According to Thompson, being under water is often a great equalizer.
“The cool thing about diving is we’re in a weightless environment, so it’s kind of like an astronaut floating through space. So, you get them in the water, and they can pretty much perform just like any able-bodied person.”
Thompson says the underwater experience is not only relaxing but also therapeutic.
“There have been some studies done, that diving and pressure can help relieve the pain. Some of them tell me, ‘Yeah, I ‘m having pain, but it just goes away when I’m underwater.’ Definitely, a very peaceful experience being under water… it’s a very quiet, definitely a very tranquil environment.”
He says they only have to make minor adaptations to the equipment because the veterans adjust and adapt easily.
Thompson adds that even though they have their way of teaching and their protocols for the way to do things, there was another thing that struck him early on.
“There were times that they weren’t able to perform the skill how I’m trying to teach it, and so they ended up teaching me how they could do it and still perform it in a proper way to have mission accomplished.”
So I actually was learning from them because you know we had to think outside the box because sometimes they can’t perform it like somebody who has both their legs.”
They keep the classes small at a maximum of six at a time because they like to have a ratio of one instructor to two service members.
On their trips they have a total of ten, which includes: six warriors, three instructors and one medical support such as a physical therapist or a physician.
Thompson says they train both men and women.
He says they use scuba diving and other adaptive sports to help facilitate the rehabilitation process, to help them build up their confidence and self-esteem that they may have lost from their injury.
Thompson says that not only do these men and women build their confidence and self-esteem, but they also gain hope and inspiration and help carry on the message for others.

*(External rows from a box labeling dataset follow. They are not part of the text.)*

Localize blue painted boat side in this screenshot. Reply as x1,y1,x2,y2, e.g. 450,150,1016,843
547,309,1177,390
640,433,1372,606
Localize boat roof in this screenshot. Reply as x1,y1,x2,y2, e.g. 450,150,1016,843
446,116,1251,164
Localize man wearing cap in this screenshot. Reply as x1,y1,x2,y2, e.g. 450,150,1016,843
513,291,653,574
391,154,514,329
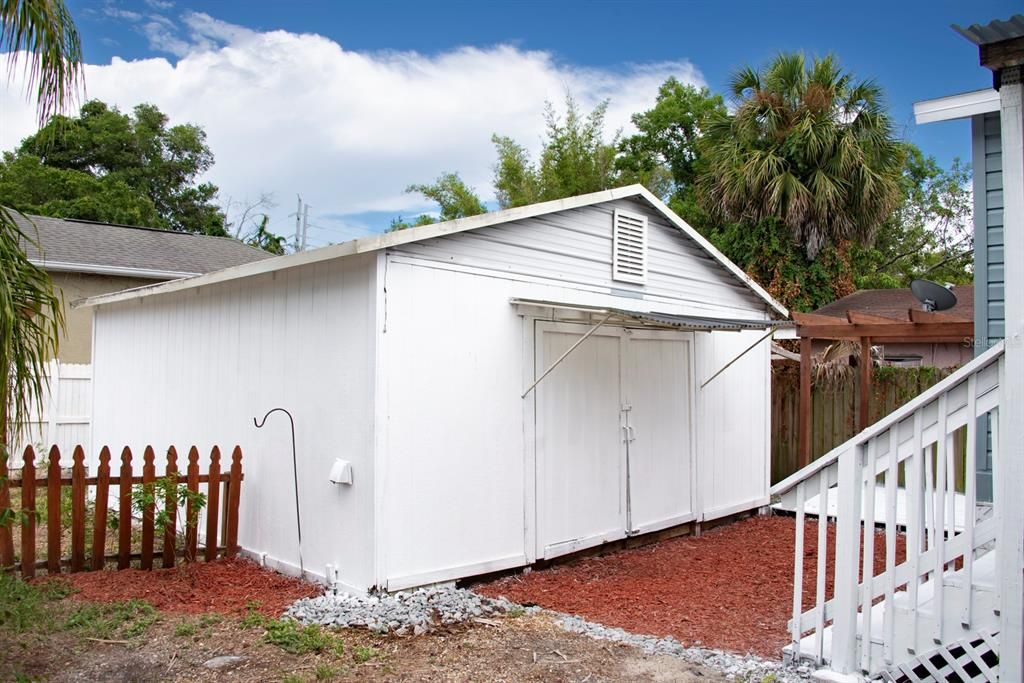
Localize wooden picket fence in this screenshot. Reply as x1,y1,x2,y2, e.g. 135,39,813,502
771,364,964,483
0,445,244,579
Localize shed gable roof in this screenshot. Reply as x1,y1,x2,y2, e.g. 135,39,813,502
75,185,788,316
17,211,271,280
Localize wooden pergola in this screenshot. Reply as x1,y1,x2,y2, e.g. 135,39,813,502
793,309,974,467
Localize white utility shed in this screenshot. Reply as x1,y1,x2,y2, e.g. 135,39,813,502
84,185,786,591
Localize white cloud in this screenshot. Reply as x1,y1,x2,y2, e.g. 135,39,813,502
0,13,703,240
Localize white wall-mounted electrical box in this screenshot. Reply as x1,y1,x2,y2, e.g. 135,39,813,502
328,458,352,486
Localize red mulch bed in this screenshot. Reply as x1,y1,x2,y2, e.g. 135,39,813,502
474,517,904,659
42,559,323,616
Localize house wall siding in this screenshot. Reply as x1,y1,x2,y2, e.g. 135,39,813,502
92,255,377,589
971,112,1006,500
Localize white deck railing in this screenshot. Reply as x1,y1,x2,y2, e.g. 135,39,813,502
772,343,1004,675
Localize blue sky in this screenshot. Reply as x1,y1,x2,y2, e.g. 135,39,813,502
6,0,1020,244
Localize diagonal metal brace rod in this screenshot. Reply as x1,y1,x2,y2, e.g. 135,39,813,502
700,328,778,389
520,312,614,398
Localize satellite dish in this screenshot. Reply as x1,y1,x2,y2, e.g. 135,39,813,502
910,280,956,310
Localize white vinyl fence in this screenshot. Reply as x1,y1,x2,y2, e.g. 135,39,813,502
9,360,92,468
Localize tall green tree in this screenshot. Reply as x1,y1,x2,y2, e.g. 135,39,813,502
0,0,82,548
0,100,227,236
492,94,620,209
406,173,487,220
615,77,726,225
851,143,974,289
387,173,487,232
698,53,903,260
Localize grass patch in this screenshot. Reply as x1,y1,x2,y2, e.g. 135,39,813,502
242,600,267,629
63,600,160,640
174,612,224,638
313,664,341,681
352,645,381,664
0,573,73,634
174,622,193,638
263,620,344,656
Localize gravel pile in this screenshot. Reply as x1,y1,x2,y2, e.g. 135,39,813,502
558,614,813,683
286,587,521,636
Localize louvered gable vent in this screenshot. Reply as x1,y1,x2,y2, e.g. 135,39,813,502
611,210,647,285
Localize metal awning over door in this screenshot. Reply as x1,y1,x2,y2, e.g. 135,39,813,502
510,299,793,398
511,299,793,332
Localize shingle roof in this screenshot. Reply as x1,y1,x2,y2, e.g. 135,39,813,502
17,212,271,278
814,285,974,323
952,14,1024,45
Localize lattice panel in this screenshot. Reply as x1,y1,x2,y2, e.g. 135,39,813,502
878,631,999,683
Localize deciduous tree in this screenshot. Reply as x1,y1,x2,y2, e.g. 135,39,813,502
0,100,227,236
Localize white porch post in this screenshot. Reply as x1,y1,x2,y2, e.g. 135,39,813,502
995,66,1024,681
817,446,863,674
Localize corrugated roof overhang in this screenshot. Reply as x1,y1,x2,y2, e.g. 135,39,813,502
511,299,794,332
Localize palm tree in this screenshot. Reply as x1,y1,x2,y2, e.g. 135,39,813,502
698,53,902,260
0,0,82,565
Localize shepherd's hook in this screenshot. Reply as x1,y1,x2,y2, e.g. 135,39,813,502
253,408,306,578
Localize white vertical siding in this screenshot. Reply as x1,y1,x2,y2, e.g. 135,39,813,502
694,331,771,519
9,360,92,468
378,254,770,589
91,255,377,588
393,200,767,315
380,262,524,589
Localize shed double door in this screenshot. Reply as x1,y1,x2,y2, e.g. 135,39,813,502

“Then they go back to the hospital or back home and they talk to these newly-injured service members and say, ‘You know what… I’m missing both my legs, but I just got certified in diving, and if I can do it, you can do it.’”
They’ve worked with a trained over 400 wounded, injured and ill service members from basic open water certification to Divemaster.
Thompson says the biggest challenge was getting the initial funding for SUDS. He says it took about six months to get the green light.
“Any time you’re dealing with the military, it definitely doesn’t happen overnight,” he says.
Even though diving is primarily the focus of SUDS, they’ve taken groups hiking, caving, paddle boarding, zip lining, and spearfishing.
SUDS covers all expenses, which can include: airfare, lodging, food, their dive charter, so there’s no expense to the veteran.
HOW TO GET INVOLVED:
* * * *
John Thompson, SUDS Executive Director and Founder
“I have been involved with the SUDS program since 2007. Having spent time in the military during a period of peace I felt a calling to serve our injured service members after a visit to Walter Reed. It has become my life’s passion & I am blessed to have the opportunity.” – John Thompson
SUDS is a subordinate chapter of Disabled Sports USA, which provides adaptive sports opportunities for wounded, injured and ill service members to develop independence, confidence, and fitness through sports.